How to save the best trial's model using `trainer.hyperparameter_search`

I’m using hyperparameter_search for hyperparameter tuning in the following way:

trainer = Trainer(
            model_init=model_init,
            args=training_args,
            train_dataset=train_set,
            eval_dataset=dev_set,
            tokenizer=tokenizer,
            compute_metrics=compute_metrics,
)

best_trial = trainer.hyperparameter_search(
            backend="ray",
            direction='maximize',
            n_trials=10,
       )

Everything’s working well and I can see the information for the best trial in the best_trial. However, my question is how can I save the actual best model from the best trial? I tried saving the model using the trainer’s save_model like trainer.save_model(path/to/a/folder), but I get the following error:

trainer.save_model(path/to/a/folder)
  File "/home/ubuntu/anaconda3/envs/ccr/lib/python3.6/site-packages/transformers/trainer.py", line 1885, in save_model
    self._save(output_dir)
  File "/home/ubuntu/anaconda3/envs/ccr/lib/python3.6/site-packages/transformers/trainer.py", line 1930, in _save
    state_dict = self.model.state_dict()
AttributeError: 'NoneType' object has no attribute 'state_dict'

It looks like the trainer does not have the actual best model found as a result of hyperparameter tuning (?).
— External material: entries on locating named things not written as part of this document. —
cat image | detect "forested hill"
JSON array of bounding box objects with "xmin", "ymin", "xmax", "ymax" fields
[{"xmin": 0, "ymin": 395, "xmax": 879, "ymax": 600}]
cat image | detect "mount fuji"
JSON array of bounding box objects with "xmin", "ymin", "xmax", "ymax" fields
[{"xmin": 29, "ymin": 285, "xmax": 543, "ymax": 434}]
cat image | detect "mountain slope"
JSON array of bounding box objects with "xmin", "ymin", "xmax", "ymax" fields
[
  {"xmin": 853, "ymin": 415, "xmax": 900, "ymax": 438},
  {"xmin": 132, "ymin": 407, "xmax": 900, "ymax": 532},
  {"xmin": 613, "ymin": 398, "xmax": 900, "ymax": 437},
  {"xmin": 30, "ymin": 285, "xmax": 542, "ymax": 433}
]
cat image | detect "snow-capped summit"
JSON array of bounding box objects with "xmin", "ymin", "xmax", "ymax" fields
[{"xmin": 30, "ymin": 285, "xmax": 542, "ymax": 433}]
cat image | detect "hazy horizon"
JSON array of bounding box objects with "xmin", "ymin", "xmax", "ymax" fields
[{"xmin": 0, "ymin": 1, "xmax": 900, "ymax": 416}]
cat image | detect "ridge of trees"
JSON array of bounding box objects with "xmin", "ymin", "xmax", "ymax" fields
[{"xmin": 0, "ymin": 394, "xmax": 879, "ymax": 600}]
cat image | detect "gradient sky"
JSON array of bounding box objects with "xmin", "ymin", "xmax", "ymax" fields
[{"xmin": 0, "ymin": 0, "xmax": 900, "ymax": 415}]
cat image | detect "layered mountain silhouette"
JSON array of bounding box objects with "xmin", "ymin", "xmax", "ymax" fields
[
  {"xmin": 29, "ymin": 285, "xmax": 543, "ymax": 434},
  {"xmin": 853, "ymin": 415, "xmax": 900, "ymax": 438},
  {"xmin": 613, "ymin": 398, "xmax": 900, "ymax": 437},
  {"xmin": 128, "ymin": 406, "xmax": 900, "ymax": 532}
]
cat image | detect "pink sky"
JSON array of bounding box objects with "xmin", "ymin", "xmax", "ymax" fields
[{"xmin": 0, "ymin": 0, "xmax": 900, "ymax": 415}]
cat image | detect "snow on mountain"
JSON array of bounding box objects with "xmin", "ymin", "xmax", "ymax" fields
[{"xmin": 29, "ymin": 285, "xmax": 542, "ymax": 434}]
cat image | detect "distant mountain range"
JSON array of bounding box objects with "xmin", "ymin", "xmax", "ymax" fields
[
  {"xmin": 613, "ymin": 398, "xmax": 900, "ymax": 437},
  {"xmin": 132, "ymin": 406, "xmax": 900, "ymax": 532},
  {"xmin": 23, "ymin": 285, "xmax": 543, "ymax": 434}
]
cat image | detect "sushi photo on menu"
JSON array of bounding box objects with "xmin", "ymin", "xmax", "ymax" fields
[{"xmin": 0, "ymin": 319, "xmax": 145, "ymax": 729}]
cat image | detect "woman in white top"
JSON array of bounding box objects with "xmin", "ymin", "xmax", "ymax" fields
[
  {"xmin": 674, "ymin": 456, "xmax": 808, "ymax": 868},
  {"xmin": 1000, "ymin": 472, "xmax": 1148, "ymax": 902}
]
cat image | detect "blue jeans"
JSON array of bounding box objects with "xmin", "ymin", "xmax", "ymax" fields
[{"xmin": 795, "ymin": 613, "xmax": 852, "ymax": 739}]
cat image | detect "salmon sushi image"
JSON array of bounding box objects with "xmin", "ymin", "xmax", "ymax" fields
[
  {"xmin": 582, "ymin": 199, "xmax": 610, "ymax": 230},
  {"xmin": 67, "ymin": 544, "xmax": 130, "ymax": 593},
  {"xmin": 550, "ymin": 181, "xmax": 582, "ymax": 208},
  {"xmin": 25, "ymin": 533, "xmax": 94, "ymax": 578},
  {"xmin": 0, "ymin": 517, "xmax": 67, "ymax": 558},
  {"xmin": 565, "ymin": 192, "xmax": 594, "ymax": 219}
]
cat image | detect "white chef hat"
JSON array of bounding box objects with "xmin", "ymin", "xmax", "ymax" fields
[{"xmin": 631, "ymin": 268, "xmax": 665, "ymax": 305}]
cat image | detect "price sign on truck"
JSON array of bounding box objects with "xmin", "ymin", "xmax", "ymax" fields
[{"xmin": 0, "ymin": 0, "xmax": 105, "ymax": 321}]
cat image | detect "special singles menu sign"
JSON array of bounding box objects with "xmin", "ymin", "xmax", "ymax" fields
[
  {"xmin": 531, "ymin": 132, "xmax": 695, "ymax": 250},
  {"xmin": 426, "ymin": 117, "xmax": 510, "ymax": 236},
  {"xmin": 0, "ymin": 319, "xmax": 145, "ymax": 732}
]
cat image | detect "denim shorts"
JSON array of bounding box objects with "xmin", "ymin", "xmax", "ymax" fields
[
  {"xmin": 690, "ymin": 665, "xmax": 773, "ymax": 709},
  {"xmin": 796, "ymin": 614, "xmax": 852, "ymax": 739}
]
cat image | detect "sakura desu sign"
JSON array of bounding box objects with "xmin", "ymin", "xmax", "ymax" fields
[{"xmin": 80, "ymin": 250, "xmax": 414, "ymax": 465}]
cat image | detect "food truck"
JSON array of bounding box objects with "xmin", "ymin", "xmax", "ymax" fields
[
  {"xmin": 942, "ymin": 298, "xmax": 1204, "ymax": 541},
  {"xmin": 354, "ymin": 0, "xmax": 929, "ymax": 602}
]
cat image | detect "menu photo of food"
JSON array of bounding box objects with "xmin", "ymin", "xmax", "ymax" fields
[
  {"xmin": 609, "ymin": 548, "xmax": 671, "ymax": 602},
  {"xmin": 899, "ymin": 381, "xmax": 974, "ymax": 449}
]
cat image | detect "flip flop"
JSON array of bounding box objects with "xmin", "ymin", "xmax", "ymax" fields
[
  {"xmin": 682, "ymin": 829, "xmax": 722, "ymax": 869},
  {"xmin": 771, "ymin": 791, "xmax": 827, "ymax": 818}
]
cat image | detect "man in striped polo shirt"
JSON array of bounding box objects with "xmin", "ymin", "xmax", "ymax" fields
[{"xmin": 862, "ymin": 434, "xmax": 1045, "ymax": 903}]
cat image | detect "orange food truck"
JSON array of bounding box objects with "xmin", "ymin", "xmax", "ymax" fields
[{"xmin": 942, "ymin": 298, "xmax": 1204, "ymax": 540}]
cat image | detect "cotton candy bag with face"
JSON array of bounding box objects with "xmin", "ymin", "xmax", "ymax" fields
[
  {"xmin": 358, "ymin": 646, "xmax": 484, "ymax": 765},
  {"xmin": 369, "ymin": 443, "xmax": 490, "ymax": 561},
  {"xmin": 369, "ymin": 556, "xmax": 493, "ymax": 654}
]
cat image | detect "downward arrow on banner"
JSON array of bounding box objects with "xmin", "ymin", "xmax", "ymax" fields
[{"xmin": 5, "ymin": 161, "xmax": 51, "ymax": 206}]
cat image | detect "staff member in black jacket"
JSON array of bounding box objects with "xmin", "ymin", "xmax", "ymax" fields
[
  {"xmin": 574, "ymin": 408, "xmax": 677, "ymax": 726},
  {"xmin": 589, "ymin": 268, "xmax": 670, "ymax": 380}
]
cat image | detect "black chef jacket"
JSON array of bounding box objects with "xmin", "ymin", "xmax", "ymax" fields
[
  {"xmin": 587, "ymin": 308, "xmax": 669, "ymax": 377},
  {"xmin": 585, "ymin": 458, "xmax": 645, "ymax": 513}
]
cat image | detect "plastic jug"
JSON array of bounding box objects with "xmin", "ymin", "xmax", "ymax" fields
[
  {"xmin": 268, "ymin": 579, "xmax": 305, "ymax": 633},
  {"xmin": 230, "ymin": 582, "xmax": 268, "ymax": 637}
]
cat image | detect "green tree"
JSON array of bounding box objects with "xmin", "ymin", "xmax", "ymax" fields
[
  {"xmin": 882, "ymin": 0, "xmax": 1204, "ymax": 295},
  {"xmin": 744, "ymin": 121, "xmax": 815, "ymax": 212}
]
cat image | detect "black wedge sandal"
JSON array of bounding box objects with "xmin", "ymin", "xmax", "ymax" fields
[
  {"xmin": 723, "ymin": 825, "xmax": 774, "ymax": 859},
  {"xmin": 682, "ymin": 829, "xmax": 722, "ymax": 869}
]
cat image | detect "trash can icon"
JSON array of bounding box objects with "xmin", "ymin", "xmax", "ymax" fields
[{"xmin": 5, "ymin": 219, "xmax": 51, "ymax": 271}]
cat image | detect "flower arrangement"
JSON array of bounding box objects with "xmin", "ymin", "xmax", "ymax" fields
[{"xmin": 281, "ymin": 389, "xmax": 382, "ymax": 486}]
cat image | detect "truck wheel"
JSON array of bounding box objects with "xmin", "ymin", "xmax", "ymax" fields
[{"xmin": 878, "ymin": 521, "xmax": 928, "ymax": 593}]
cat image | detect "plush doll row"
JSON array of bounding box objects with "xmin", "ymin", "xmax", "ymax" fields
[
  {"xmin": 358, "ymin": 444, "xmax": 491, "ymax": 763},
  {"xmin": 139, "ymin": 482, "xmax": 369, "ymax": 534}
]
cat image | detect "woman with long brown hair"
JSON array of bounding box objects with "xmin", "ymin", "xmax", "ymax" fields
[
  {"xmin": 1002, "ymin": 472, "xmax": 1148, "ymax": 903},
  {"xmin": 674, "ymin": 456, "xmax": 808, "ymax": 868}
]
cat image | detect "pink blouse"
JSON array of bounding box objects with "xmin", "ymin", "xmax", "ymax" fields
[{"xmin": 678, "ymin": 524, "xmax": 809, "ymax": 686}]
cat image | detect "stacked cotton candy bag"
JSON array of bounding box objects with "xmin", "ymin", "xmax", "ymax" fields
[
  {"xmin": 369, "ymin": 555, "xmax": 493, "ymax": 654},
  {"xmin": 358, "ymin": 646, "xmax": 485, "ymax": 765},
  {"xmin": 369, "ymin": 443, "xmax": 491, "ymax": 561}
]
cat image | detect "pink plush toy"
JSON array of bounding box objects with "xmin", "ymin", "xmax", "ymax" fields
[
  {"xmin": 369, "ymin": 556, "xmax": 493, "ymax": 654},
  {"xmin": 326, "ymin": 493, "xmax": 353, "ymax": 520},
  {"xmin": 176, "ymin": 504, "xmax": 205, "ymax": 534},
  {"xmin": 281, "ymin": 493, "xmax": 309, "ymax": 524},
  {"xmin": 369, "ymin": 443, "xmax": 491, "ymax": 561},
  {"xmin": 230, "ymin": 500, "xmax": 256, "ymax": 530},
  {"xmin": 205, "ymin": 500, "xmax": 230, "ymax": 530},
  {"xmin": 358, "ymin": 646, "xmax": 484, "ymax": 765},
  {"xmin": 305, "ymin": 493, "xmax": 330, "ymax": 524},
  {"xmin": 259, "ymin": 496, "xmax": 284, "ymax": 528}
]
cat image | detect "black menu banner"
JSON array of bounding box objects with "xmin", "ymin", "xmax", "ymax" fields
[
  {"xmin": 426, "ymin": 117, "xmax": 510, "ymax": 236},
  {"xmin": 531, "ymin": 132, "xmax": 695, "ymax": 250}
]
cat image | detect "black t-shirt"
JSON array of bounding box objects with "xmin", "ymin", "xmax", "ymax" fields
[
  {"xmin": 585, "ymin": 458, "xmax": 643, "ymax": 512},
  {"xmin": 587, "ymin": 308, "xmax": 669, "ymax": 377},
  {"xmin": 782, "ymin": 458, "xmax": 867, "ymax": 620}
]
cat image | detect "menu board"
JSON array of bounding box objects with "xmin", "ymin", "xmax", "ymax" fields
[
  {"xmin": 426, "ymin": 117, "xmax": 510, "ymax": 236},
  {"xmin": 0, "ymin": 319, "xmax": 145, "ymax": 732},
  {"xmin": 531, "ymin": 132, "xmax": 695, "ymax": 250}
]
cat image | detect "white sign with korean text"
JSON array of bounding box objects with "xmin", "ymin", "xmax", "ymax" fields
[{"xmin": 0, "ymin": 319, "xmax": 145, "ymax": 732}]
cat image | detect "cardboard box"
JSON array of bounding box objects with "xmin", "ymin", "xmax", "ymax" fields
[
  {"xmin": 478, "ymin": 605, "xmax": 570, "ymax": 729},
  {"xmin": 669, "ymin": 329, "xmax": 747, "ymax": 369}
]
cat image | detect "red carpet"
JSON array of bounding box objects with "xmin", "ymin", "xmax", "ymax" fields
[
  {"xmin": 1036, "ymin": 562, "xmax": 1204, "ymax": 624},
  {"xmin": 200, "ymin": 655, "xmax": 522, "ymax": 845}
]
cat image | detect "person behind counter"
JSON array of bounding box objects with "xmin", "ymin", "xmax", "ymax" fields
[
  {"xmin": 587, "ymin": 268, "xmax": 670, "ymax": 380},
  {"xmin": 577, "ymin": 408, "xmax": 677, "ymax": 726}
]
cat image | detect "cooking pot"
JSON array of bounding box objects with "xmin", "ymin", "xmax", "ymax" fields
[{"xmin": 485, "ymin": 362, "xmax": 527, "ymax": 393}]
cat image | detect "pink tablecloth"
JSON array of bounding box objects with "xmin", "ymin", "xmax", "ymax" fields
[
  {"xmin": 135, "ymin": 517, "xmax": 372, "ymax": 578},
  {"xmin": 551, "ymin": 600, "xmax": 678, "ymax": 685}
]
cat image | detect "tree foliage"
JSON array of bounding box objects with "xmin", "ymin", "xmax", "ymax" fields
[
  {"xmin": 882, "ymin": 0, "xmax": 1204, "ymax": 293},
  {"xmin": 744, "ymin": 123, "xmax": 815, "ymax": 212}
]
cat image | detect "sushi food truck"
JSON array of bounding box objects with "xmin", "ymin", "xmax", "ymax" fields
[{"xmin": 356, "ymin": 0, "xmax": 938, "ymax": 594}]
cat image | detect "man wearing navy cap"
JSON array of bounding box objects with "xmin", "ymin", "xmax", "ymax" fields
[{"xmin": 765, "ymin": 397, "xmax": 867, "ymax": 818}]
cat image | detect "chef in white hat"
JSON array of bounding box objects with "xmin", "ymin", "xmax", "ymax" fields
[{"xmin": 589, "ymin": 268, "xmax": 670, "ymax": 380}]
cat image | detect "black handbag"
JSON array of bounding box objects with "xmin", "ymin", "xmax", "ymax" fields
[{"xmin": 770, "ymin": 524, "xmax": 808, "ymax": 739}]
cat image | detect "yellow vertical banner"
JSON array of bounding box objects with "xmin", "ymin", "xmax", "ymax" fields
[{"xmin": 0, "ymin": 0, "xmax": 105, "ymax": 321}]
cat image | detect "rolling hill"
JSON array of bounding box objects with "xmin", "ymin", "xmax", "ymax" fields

My goal is simple, I basically want to use the best model from hyperparameter tuning to evaluate it on my final test set. But I can’t find a way to save the best model from hyperparameter tuning. Also, someone may say I can get the info from the best trial and fine-tune the model again, but I don’t want to do that and I just simply want to get the model from the hyperparameter tuning. Is there any way to do that? Thanks.

1 Like

@sgugger Any thoughts on this?

There is no automatic process right now. If you set save_strategy="epoch" and save_total_limit=1, you will have a save of the model for each trial and you should be able to access it at the end by looking at checkpoint-{trail_id}-xxx.

We’ll put having it being automatic on the roadmap so it becomes easier in a future version! Hoping to have some time to do this next week or the week after.

1 Like